Ridley Scott ist ein Regisseur, der seit drei Jahrzehnten immer mal wieder einen Kultklassiker des jeweiligen Jahrzehnts ablieferte. Sei es in den Siebzigern Alien, in den Achtzigern Blade Runner, in den Neunzigern Thelma und Louise und im neuen Jahrtausend Gladiator. Oder etwa doch American Gangster?
Um eines vorweg zu nehmen: American Gangster ist der mit Abstand lässigst inszenierte Film von Ridley Scott, den man wohl gesehen hat. Alles ist derart handwerklich routiniert und solide inszeniert, dass gar nicht angestrengt oder verbissen wirkt. Es wirkt alles derart lässig, dass man fast nur überwältigt sich vom Film erschlagen lassen möchte, von der Inszenierung her wirkt das alles so wie Martin Scorsese gerne es wohl gedreht hätte aber nie konnte magels Können.
Hätte Ridley Scott diesen Stil und diese Fertigkeiten vorher gezeigt, wer weiß, vielleicht wäre ich ein großer Fan geworden.
Aber vielleicht liegt es auch an seinem Alter, dass er mittlerweile auch versucht gute Filme zu drehen und nicht nur Kassenschlager. Nach Königreich der Himmer (Director's Cut) ist dies der zweite Film in kürzester Zeit, der wirklich großartige Anlagen hat und versucht, eine gute Story zu erzählen.
Und ähnlich ist auch dieser Film gelagert: Die Story verspricht letztlich mehr als tatsächlich heraus springt. Es ist hier erneut der erwachsene reifere Anspruch, der jeglichen Popcorn-Action-Mist unterbindet, statt dessen dürfen wir uns am Schauspiel Denzel Washingtons ergötzen. Und so sehr Russel Crowe sich auch müht, seine Figur ist letztlich gegen Washingtons Figur zu schwach gezeichnet und schlecht gezeichnet, auch in keinster Weise überzeugend.
So kommt am Ende die Ankündigung, dass er später irgendwann Washingtons Charakter verteidigen würde, nicht wirklich dem vorher gezeichneten Charakter nahe.

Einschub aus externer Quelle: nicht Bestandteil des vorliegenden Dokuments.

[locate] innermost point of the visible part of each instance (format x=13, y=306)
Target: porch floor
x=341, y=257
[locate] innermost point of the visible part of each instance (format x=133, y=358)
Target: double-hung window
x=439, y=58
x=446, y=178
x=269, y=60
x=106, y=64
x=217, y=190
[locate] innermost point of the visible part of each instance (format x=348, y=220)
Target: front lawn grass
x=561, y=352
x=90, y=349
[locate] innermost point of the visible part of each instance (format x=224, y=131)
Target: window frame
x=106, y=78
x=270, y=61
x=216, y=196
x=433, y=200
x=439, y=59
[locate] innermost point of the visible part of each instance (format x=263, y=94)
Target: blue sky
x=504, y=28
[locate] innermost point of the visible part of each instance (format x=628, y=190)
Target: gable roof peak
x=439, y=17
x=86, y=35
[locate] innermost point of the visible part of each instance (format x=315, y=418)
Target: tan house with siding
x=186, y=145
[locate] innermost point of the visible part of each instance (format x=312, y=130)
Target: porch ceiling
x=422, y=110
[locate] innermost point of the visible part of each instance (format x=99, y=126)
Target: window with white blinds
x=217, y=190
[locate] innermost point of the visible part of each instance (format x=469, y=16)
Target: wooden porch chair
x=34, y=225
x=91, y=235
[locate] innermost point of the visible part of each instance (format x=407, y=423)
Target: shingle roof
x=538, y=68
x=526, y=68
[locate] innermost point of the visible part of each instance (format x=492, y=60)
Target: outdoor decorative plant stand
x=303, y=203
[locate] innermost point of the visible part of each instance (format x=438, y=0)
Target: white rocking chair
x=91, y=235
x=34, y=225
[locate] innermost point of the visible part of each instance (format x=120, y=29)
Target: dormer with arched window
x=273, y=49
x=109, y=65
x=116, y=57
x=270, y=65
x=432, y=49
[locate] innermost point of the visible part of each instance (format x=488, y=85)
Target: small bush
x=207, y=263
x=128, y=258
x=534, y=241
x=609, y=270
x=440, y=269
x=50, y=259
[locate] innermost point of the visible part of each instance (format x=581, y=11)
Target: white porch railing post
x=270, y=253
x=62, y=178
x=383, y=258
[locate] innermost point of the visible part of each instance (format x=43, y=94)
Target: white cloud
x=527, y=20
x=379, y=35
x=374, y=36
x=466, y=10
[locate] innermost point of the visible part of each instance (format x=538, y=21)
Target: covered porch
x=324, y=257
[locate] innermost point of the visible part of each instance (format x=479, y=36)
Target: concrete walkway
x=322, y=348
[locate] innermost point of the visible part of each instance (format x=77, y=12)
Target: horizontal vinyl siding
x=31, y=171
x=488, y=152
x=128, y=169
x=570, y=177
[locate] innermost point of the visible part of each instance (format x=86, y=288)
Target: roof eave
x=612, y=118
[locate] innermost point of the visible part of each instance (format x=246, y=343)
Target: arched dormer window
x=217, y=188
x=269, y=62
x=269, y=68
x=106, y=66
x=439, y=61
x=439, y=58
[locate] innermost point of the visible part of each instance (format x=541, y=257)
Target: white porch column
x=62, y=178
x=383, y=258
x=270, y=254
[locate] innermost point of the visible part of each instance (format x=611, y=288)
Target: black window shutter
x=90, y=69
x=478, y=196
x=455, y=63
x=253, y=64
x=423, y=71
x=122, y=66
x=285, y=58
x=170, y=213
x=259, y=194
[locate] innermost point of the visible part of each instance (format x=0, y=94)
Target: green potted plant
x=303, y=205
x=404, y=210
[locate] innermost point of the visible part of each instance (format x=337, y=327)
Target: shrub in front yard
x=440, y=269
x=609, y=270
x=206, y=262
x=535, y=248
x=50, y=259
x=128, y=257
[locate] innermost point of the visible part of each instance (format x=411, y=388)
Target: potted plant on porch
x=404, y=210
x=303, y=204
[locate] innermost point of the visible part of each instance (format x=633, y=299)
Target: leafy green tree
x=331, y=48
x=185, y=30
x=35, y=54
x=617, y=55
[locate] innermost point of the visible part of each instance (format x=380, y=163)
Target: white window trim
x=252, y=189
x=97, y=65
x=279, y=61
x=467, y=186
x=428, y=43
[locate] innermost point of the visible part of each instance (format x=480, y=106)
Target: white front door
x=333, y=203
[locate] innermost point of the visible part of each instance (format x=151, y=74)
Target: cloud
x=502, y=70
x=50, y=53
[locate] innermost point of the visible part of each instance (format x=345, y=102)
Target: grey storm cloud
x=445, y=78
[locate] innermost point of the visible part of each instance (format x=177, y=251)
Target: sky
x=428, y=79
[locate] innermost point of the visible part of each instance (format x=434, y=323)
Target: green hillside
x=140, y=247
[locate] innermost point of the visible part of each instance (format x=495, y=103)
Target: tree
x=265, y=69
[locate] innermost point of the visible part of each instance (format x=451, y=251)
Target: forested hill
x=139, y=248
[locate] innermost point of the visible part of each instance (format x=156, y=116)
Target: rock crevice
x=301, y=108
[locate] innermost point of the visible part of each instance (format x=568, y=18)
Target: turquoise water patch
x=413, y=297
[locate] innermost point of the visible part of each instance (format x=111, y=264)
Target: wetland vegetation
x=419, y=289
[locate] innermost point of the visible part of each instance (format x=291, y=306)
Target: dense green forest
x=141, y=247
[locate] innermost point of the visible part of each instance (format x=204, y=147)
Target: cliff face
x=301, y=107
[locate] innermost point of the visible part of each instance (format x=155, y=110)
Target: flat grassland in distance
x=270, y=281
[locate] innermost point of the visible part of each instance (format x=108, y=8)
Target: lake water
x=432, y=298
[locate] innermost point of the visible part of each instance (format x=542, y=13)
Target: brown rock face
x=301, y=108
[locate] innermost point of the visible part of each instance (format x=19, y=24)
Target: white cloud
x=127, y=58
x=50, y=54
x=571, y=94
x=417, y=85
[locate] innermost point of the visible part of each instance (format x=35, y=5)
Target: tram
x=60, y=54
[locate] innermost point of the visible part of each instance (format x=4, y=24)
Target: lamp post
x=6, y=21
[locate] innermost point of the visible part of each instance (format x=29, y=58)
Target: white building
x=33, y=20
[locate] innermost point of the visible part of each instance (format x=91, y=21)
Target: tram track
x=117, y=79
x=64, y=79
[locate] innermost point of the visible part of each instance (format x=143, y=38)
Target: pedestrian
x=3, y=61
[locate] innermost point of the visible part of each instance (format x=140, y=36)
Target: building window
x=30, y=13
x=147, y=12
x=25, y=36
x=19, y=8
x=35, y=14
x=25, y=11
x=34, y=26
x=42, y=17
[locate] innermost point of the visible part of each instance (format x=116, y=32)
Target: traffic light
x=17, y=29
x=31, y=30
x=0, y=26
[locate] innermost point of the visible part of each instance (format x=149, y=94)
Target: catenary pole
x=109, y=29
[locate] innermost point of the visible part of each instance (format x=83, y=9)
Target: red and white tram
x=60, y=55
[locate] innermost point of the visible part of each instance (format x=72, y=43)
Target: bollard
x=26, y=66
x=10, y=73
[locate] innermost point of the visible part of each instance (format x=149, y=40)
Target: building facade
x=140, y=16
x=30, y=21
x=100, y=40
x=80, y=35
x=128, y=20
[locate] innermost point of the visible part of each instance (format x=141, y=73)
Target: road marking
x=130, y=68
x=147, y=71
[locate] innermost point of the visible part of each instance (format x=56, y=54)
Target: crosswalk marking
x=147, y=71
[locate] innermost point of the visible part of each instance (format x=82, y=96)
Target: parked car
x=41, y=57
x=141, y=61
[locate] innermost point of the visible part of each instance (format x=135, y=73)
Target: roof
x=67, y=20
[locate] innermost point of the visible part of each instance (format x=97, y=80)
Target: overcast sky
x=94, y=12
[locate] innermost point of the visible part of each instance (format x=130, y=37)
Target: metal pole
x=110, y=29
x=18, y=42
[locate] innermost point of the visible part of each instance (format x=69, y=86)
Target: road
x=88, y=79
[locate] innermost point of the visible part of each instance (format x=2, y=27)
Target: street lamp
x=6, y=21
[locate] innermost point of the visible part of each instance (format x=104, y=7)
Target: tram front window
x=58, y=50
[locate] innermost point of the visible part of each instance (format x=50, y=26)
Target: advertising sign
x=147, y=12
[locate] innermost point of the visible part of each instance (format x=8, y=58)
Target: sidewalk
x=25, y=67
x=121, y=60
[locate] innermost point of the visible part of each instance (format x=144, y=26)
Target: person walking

American Gangster nimmt sich die Zeit, den Aufstieg zu zelebrieren und für den Niedergang gibt es schließlich ein Bruchteil an Zeit. Gerade dann, wenn man das Gefühl hat, jetzt geht es endlich zur Sache, ist der Film schließlich zu ende.
Und man wird irgendwie das Gefühl nicht los, dass trotz der fast drei Stunden Laufzeit, man eigentlich fast eine Stunde vorenthalten bekommen hat. Auch dies eine Parallele zu Königreich der Himmel.
Und doch ist dieser Film hier längst nicht so positiv hervor zu heben, denn die erzählte Geschichte ist irgendwie halbgar, irgendwo zwischen Scarface, Good Fellas, der Denunziant und the Untouchables, ohne jemals deren Spannungsbogen zu erreichen.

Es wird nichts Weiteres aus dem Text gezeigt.